Many AI demos focus on model accuracy or notebooks but ignore system concerns like persistence, observability, and API design.
This service focuses on the end-to-end backend workflow:
- Accept input via an HTTP API
- Perform AI inference
- Return structured output
- Persist results reliably
- Provide basic observability for debugging
Client
|
| POST /analyze
v
FastAPI API Layer
|
|-- Input validation (Pydantic)
|-- Request ID middleware
|
v
Inference Service
|
|-- Pretrained sentiment model
|
v
PostgreSQL Database
|
|-- Stores input, output, metadata
Key design principle: AI is treated as a replaceable component, not the core system.
- Language: Python
- API Framework: FastAPI
- Database: PostgreSQL
- ORM: SQLAlchemy
- AI Model: Pretrained Hugging Face sentiment model
- Environment Config: dotenv
- Observability: Structured logging + request IDs
POST /analyze
{
"text": "The app crashes and support never replies"
}{
"sentiment": "negative",
"confidence": 0.98
}Each response includes an X-Request-ID header for tracing.
analyses Table
| Field | Purpose |
| ---------- | ---------------------- |
| id | Primary key |
| input_text | Original user input |
| sentiment | Model prediction |
| confidence | Model confidence score |
| model_name | AI model identifier |
| created_at | Timestamp |
All requests are persisted to support auditing, debugging, and future analytics.
-
Uses a pretrained sentiment analysis model
-
Model is loaded once at application startup
-
Inference is isolated in a dedicated service module
The confidence score reflects the model’s internal probability, not ground truth correctness. Results may vary on domain-specific or ambiguous inputs.
-
Each request is assigned a unique request ID
-
Request IDs are:
-
logged at request entry
-
logged after inference
-
returned in response headers
-
This enables request-level tracing and debugging in distributed systems.
-
Single-process inference (no background workers)
-
Cold-start latency due to model loading
-
No rate limiting or authentication
-
No database migrations (manual table creation)

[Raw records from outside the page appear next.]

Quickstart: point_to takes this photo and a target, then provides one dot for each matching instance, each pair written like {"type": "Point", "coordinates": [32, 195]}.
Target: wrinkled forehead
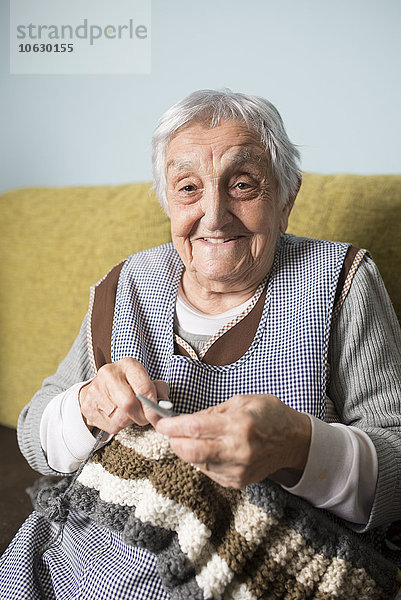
{"type": "Point", "coordinates": [232, 141]}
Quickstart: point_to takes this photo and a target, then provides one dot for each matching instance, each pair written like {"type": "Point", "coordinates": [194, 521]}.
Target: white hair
{"type": "Point", "coordinates": [213, 107]}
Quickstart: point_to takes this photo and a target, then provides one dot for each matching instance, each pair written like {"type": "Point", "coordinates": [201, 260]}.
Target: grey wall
{"type": "Point", "coordinates": [331, 68]}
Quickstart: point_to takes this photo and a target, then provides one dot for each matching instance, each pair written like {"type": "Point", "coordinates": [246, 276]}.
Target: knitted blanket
{"type": "Point", "coordinates": [217, 543]}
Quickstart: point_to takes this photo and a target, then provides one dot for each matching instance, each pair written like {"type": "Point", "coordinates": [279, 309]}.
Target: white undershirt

These tradeoffs were made intentionally to keep the system focused and understandable.
-
Alembic migrations for schema evolution
-
Background inference workers
-
Rate limiting and authentication
-
Model versioning and A/B testing
-
Caching frequent requests
This project demonstrates how to build a real backend service that integrates AI responsibly, with attention to architecture, persistence, and operational concerns.